• Welcome to ForumKorner!
    Join today and become a part of the community.

Moral Dualism

~THE_BO$$~

Member
Reputation
0
Epic said:
~THE_BO$$~, posting pointless posts to get your post count up does not work. We aim for quality, not quantity...

Thank you.

I want an example. <------ Do u consider this as HQ???

And by the way I can't help if you could not understand my point.
 
Reputation
0
Xypher said:
Just to make sure I am understanding what it is correctly, God and the Devil, Yin and Yang, Good Karma and Bad Karma, and Life and Death would be considered Dualism? Maybe not life and death, but the others, correct?

Thanks for advertising my name, but anyway.

Wherever there is good there will always be something bad at the end. Life and death could be considered Dualism in some beliefs, depending on your personality. If you find that birth being the start of life and death being the end of it, you could find it as Dualism. But if you find the death is only the beginning of life, it could not be considered Dualism.
 

Sir

Member
Reputation
0
I do consider that HQ, as he was asking for an example to further discuss the subject. I think that your post was fine, your post had some of your own opinion on it, and wasn't very Low Quality, I just think Epic was looking more for a discussion on it rather than a statement if you get what I mean :3
 
Reputation
0
Uh, just a question.

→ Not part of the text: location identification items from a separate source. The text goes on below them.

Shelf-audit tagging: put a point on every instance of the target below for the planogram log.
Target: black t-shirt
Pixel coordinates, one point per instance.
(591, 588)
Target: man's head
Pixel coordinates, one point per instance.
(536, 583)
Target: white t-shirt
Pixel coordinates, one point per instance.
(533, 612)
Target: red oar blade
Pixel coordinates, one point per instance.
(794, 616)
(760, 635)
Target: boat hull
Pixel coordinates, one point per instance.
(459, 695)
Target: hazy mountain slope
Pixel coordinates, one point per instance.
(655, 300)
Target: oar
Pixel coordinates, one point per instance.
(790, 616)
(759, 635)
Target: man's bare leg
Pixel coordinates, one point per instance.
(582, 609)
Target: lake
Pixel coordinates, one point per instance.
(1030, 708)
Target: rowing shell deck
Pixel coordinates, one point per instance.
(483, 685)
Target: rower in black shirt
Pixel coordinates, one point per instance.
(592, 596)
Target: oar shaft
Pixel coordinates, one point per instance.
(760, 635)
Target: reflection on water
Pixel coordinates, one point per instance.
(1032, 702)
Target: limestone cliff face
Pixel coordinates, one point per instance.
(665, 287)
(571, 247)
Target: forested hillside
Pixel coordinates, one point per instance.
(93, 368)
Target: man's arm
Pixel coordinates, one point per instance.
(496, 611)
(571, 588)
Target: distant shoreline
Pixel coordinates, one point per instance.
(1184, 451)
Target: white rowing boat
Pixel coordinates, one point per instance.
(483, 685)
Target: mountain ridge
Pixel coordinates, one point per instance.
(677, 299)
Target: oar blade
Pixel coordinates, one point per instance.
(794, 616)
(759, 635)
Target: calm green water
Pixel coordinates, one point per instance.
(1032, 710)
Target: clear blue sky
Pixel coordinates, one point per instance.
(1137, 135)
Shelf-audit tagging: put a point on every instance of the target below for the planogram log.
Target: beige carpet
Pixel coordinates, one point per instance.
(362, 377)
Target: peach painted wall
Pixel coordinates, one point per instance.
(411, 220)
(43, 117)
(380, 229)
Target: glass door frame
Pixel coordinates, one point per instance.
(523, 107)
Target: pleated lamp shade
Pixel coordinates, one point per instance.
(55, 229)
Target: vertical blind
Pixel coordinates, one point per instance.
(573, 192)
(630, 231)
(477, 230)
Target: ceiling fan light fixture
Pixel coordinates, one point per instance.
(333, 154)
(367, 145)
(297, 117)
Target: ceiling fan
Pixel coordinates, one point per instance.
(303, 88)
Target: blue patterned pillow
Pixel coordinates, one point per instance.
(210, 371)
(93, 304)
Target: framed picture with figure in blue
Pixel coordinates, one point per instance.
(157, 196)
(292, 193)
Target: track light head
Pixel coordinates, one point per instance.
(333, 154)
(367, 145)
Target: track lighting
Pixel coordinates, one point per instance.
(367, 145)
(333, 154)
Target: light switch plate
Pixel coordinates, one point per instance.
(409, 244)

Would someone be considered a dualist if they believe in a scale rather than a black and white clear cut picture?

For example, Kant would be a dualist, because he believes that you should always tell the truth and never lie (because it is right).

But would someone who thinks that lying is right in some situations (e.g. an axe murderer at your door asking if your friend is in) be considered a dualist?

Sorry if my post was hard to understand
 

Provenance

Member
Reputation
0

I think it depends on how you look at something.
Dualism is more applicable when it refers to something as a single entity.

In the broader spectrum one could perceive things as new beginnings.
Death, for instance, can be seen as a new beginning. A start without the thing that has died. Birth could be seen as a beginning. Pain and/or trauma are the same.

There are many ways to look at the idea.
In terms of morality... I'm not sure how to explain it in terms of morality.

Maybe as a linear scale?
In a "something isn't bad, it's only less good," kind of way.

Both systems imply that there are not dualities/opposites, only varying degrees and forms.
 

krazedkat

Member
Reputation
0
I believe it's all poppycock. . Sure, there is good and there is evil but there is no fight, no duel, no conflict. They are simply two different things. And they are not objective but rather subjective (see subjective morality).